Georg Simmel was a German sociologist who wrote on a variety of topics. One concept he put forth was “the stranger.” The stranger exists within modern society as a result of economic forces. We don’t know how to fix our hot water heater, so we let a stranger into our house to do it for us, as long as he or she arrives in a clearly-marked vehicle and is carrying the appropriate tools we associate with someone who can fix hot water heaters. We need some blood drawn so we allow a stranger to stick a needle in our arm, as long as we are in surroundings that “look” medical and we see scrubs, sterilized equipment, and certain paperwork. We interact daily with perhaps dozens of strangers who are physically close to us, but very distant in terms of personal relationships.

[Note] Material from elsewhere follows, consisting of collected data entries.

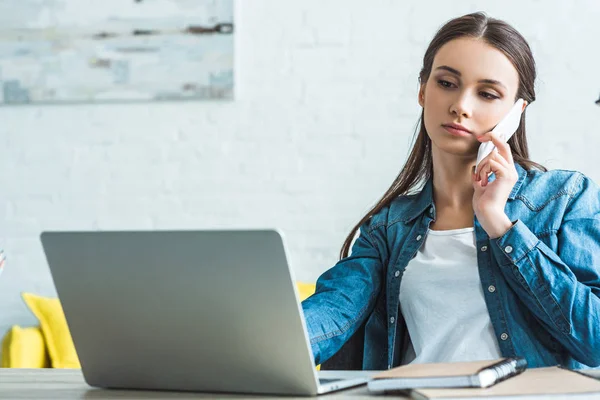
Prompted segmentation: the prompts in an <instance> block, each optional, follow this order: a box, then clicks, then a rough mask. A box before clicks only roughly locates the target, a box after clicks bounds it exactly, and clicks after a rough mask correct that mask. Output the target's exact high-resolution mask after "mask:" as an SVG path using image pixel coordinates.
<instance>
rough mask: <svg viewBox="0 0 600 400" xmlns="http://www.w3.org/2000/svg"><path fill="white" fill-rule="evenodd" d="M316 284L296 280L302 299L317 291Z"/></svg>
mask: <svg viewBox="0 0 600 400" xmlns="http://www.w3.org/2000/svg"><path fill="white" fill-rule="evenodd" d="M316 286H317V285H316V284H314V283H306V282H296V287H297V288H298V292H299V294H300V301H304V300H306V299H307V298H309V297H310V296H312V295H313V294H314V293H315V290H316ZM317 369H318V370H320V369H321V366H320V365H317Z"/></svg>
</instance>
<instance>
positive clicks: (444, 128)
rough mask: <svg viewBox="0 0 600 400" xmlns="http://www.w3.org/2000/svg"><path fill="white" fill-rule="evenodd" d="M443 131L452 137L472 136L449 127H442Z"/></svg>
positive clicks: (459, 129) (471, 134)
mask: <svg viewBox="0 0 600 400" xmlns="http://www.w3.org/2000/svg"><path fill="white" fill-rule="evenodd" d="M444 129H445V130H446V131H448V132H449V133H450V134H452V135H454V136H463V137H464V136H472V134H471V133H470V132H467V131H463V130H462V129H456V128H453V127H451V126H444Z"/></svg>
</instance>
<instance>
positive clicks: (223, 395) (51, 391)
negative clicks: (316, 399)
mask: <svg viewBox="0 0 600 400" xmlns="http://www.w3.org/2000/svg"><path fill="white" fill-rule="evenodd" d="M357 372H360V371H357ZM586 373H588V374H589V375H592V376H595V377H597V378H599V379H600V370H595V371H586ZM242 398H254V399H277V398H278V397H274V396H243V395H233V394H226V395H223V394H212V393H178V392H150V391H129V390H102V389H95V388H92V387H90V386H88V385H87V384H86V383H85V381H84V380H83V376H82V375H81V371H80V370H69V369H6V368H4V369H3V368H0V399H11V400H13V399H19V400H21V399H60V400H72V399H121V400H127V399H242ZM280 398H282V399H286V400H290V399H295V398H298V399H307V397H280ZM347 398H349V399H356V400H359V399H373V398H378V399H380V400H381V399H383V398H384V396H369V394H368V392H367V388H366V386H361V387H358V388H355V389H349V390H342V391H339V392H334V393H331V394H328V395H324V396H319V397H317V398H316V399H318V400H321V399H323V400H325V399H347ZM393 398H394V399H403V397H400V396H394V397H393ZM538 399H539V397H538Z"/></svg>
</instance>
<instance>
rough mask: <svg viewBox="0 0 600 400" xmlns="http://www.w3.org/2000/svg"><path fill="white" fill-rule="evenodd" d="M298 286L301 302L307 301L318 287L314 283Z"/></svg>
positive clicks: (296, 282)
mask: <svg viewBox="0 0 600 400" xmlns="http://www.w3.org/2000/svg"><path fill="white" fill-rule="evenodd" d="M296 286H297V287H298V292H299V294H300V301H304V300H306V299H307V298H308V297H310V296H312V295H313V293H315V287H316V285H315V284H314V283H305V282H296Z"/></svg>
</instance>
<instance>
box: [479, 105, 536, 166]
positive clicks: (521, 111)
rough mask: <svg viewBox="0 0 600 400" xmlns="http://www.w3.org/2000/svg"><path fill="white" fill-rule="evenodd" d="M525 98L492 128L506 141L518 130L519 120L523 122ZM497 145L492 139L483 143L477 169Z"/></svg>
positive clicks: (512, 106)
mask: <svg viewBox="0 0 600 400" xmlns="http://www.w3.org/2000/svg"><path fill="white" fill-rule="evenodd" d="M524 102H525V100H523V99H519V100H517V102H516V103H515V104H514V105H513V106H512V108H511V109H510V111H509V112H508V114H506V116H505V117H504V118H503V119H502V121H500V122H499V123H498V125H496V127H494V129H492V132H494V133H496V134H498V136H499V137H500V138H501V139H502V140H503V141H504V142H508V139H510V137H511V136H512V135H514V133H515V132H516V131H517V128H518V127H519V122H521V114H522V113H523V103H524ZM495 147H496V146H494V143H492V142H491V141H489V142H485V143H481V145H480V146H479V151H478V152H477V163H476V164H475V171H476V172H479V163H480V162H481V161H482V160H483V159H484V158H485V157H487V156H488V154H490V153H491V152H492V150H494V148H495Z"/></svg>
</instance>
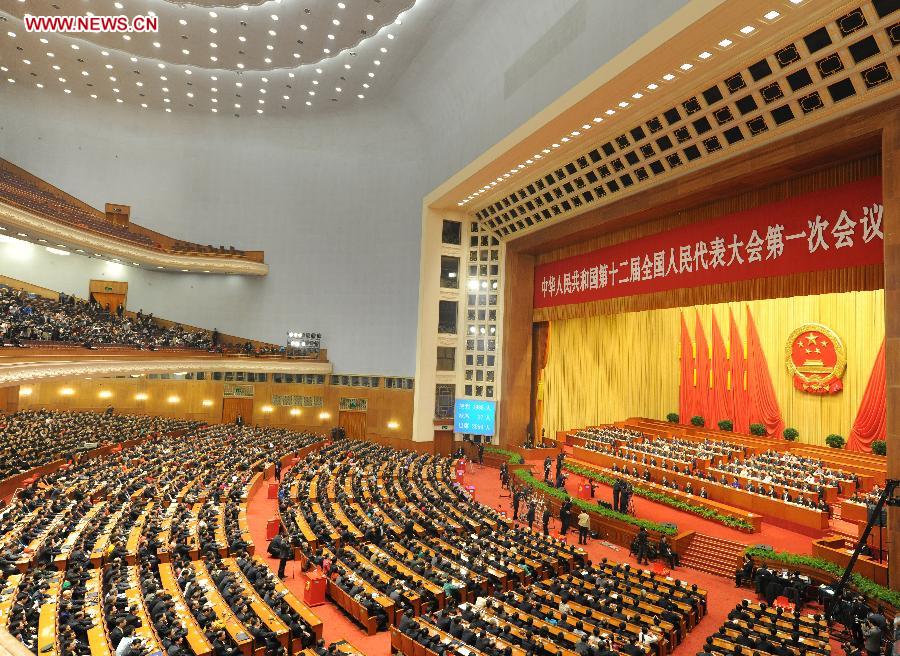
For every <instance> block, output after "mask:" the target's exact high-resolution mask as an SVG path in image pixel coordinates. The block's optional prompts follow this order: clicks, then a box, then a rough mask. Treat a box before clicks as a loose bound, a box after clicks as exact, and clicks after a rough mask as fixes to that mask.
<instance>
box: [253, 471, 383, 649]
mask: <svg viewBox="0 0 900 656" xmlns="http://www.w3.org/2000/svg"><path fill="white" fill-rule="evenodd" d="M267 487H268V486H267V485H260V486H259V489H258V490H257V491H256V494H254V495H253V496H252V497H250V498H249V499H248V500H247V523H248V524H249V525H250V534H251V535H252V536H253V543H254V544H255V545H256V553H258V554H259V555H260V556H262V557H263V558H265V559H266V562H267V563H268V565H269V567H270V568H271V569H272V571H273V572H277V571H278V561H277V560H275V559H273V558H269V557H268V554H267V553H266V548H267V547H268V545H269V543H268V542H267V541H266V522H267V521H268V520H269V519H270V518H272V517H276V516H277V515H278V507H277V501H276V500H275V499H269V498H267V489H266V488H267ZM286 572H287V578H286V579H285V580H284V582H285V585H287V587H288V589H289V590H290V591H291V592H293V593H294V594H295V595H296V596H297V598H298V599H300V600H301V601H302V600H303V586H304V584H305V579H304V578H303V575H302V574H301V572H300V565H299V563H294V562H290V563H288V566H287V570H286ZM312 610H313V612H314V613H315V614H316V615H318V616H319V618H320V619H321V620H322V624H323V626H322V637H323V638H325V642H326V643H328V644H331V643H332V642H337V641H338V640H346V641H347V642H349V643H350V644H352V645H353V646H354V647H356V648H357V649H359V650H360V651H361V652H363V653H364V654H370V655H372V656H375V655H376V654H377V655H378V656H386V655H387V654H390V652H391V636H390V634H389V633H388V632H386V631H382V632H380V633H376V634H375V635H373V636H369V635H366V633H365V631H363V630H362V629H360V628H359V626H357V625H356V623H354V622H353V620H351V619H349V618H348V617H347V616H346V615H344V613H343V611H342V610H341V609H339V608H338V607H337V606H335V605H333V604H332V603H330V602H328V603H325V604H323V605H321V606H316V607H315V608H313V609H312Z"/></svg>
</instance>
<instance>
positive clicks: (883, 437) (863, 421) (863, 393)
mask: <svg viewBox="0 0 900 656" xmlns="http://www.w3.org/2000/svg"><path fill="white" fill-rule="evenodd" d="M886 434H887V370H886V364H885V360H884V340H882V342H881V348H880V349H879V350H878V355H876V356H875V364H874V365H873V366H872V373H871V374H870V375H869V383H868V384H867V385H866V391H865V392H864V393H863V398H862V400H861V401H860V402H859V410H857V412H856V421H854V422H853V428H852V429H851V430H850V439H849V440H847V450H848V451H863V452H865V453H871V451H872V442H874V441H875V440H883V439H884V437H885V435H886Z"/></svg>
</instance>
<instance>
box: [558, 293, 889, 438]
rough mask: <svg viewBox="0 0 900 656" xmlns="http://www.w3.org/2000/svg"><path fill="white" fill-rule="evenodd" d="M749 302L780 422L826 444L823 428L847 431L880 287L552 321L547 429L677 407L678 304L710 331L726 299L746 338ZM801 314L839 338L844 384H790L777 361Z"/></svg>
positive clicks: (718, 319)
mask: <svg viewBox="0 0 900 656" xmlns="http://www.w3.org/2000/svg"><path fill="white" fill-rule="evenodd" d="M747 306H749V308H750V312H751V313H752V314H753V318H754V321H755V322H756V326H757V329H758V331H759V335H760V340H761V341H762V347H763V351H764V352H765V354H766V360H767V362H768V365H769V371H770V373H771V375H772V382H773V384H774V386H775V394H776V396H777V398H778V404H779V406H780V408H781V413H782V416H783V417H784V421H785V425H786V426H791V427H794V428H796V429H797V430H799V431H800V440H801V441H803V442H808V443H810V444H824V443H825V436H826V435H828V434H829V433H839V434H841V435H843V436H844V437H847V436H848V435H849V433H850V428H851V426H852V425H853V420H854V419H855V417H856V411H857V408H858V407H859V402H860V400H861V399H862V395H863V393H864V392H865V387H866V382H867V381H868V377H869V374H870V372H871V370H872V364H873V362H874V361H875V356H876V354H877V353H878V348H879V347H880V346H881V341H882V339H883V337H884V291H883V290H876V291H861V292H844V293H839V294H819V295H815V296H797V297H792V298H777V299H767V300H758V301H750V302H747V303H720V304H716V305H700V306H693V307H686V308H667V309H661V310H650V311H645V312H631V313H622V314H614V315H603V316H593V317H584V318H578V319H570V320H566V321H554V322H553V326H552V330H551V331H550V349H549V351H550V358H549V362H548V363H547V367H546V369H545V370H544V425H545V426H546V428H547V434H548V435H554V434H555V431H557V430H567V429H572V428H580V427H583V426H589V425H594V424H601V423H609V422H613V421H620V420H622V419H626V418H628V417H632V416H645V417H651V418H654V419H662V418H665V416H666V414H668V413H669V412H677V411H678V385H679V362H678V351H679V342H680V328H681V324H680V320H679V313H680V312H682V311H684V312H685V315H686V317H685V318H686V319H687V321H688V325H689V326H692V325H693V317H694V313H695V312H697V313H699V315H700V320H701V322H702V323H703V327H704V330H705V331H706V332H707V334H709V331H710V329H711V325H712V315H713V313H714V312H715V314H716V318H717V319H718V321H719V325H720V326H727V325H728V308H729V307H730V308H731V309H732V310H733V312H734V316H735V319H736V321H737V322H738V325H739V327H740V330H741V335H742V338H743V341H744V343H745V344H746V337H747V331H746V313H745V310H744V308H745V307H747ZM805 323H821V324H824V325H826V326H828V327H830V328H832V329H833V330H834V331H835V332H836V333H837V334H838V336H840V338H841V339H842V340H843V342H844V345H845V347H846V349H847V371H846V373H845V374H844V377H843V385H844V389H843V391H842V392H840V393H838V394H835V395H827V396H818V395H812V394H806V393H804V392H801V391H799V390H796V389H795V388H794V386H793V380H792V378H791V376H790V375H789V373H788V371H787V368H786V367H785V364H784V348H785V344H786V342H787V339H788V336H789V335H790V333H791V331H793V330H794V329H795V328H797V327H799V326H801V325H803V324H805ZM692 337H693V331H692ZM730 349H731V345H729V352H730Z"/></svg>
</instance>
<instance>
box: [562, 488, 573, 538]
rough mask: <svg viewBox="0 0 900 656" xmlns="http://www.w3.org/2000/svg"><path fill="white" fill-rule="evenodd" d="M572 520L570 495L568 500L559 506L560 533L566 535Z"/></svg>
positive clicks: (571, 508)
mask: <svg viewBox="0 0 900 656" xmlns="http://www.w3.org/2000/svg"><path fill="white" fill-rule="evenodd" d="M571 520H572V499H571V498H570V497H568V496H567V497H566V500H565V501H563V504H562V506H560V508H559V523H560V527H559V533H560V535H566V534H567V533H568V532H569V522H570V521H571Z"/></svg>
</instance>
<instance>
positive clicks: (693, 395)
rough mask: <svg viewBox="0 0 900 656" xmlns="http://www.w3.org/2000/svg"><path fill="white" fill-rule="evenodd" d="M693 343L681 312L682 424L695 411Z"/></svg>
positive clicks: (679, 392) (689, 419)
mask: <svg viewBox="0 0 900 656" xmlns="http://www.w3.org/2000/svg"><path fill="white" fill-rule="evenodd" d="M696 389H697V388H696V387H695V386H694V345H693V343H692V342H691V333H690V332H689V331H688V329H687V323H686V322H685V320H684V313H683V312H682V313H681V388H680V390H679V394H678V413H679V416H680V419H681V423H682V424H689V423H690V421H691V417H693V416H694V414H696V413H695V397H696V393H695V390H696Z"/></svg>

As Simmel said, the stranger is near and far simultaneously. An economic exchange, such as paying someone for a ride in their car, requires nearness, but there is still distance because the persons involved in this exchange are not part of the same social groups. Uncertainty resides in this near/far quality of interaction with a stranger. In the absence of obvious cues such as bright yellow taxicabs, Uber must overcome uncertainty by reassuring customers that it is “okay” to get into these cars. Yes, an Uber driver is definitely a stranger in our society, someone with whom we will come in contact only when can’t drive ourselves or don’t want to drive ourselves. The only way to normalize such close contact with a stranger in our society is for that stranger to be surrounded by cues and symbols that reassure us.

Dig Deeper:

  1. Think about a stranger that you interacted with this week. What did they provide for you? Explain how you were both near and distant from this stranger.
  2. Can you explain why the concept of “the stranger” was not possible in a pre-modern, pre-capitalistic era?
  3. Have you taken an Uber, Lyft, or other ride-sharing ride yet? What was the experience like? In what ways were you reassured that getting in a stranger’s car was appropriate? If you have not experienced a rideshare, find someone who has and ask them these same questions.
  4. Go to this blog post about Uber’s dedication to enhancing the quality of life for its women drivers. Read the blog and watch the video of three women describing their lives as an Uber driver. Instead of describing how Uber has normalized the act of getting into a stranger’s car, use Simmel’s theory of the stranger to describe how Uber has normalized a woman letting a stranger into her car. Do you see a difference? Why or why not?


  • Simmel, Georg. 1908. Soziologie. Leipzig: Duncker and Humblot.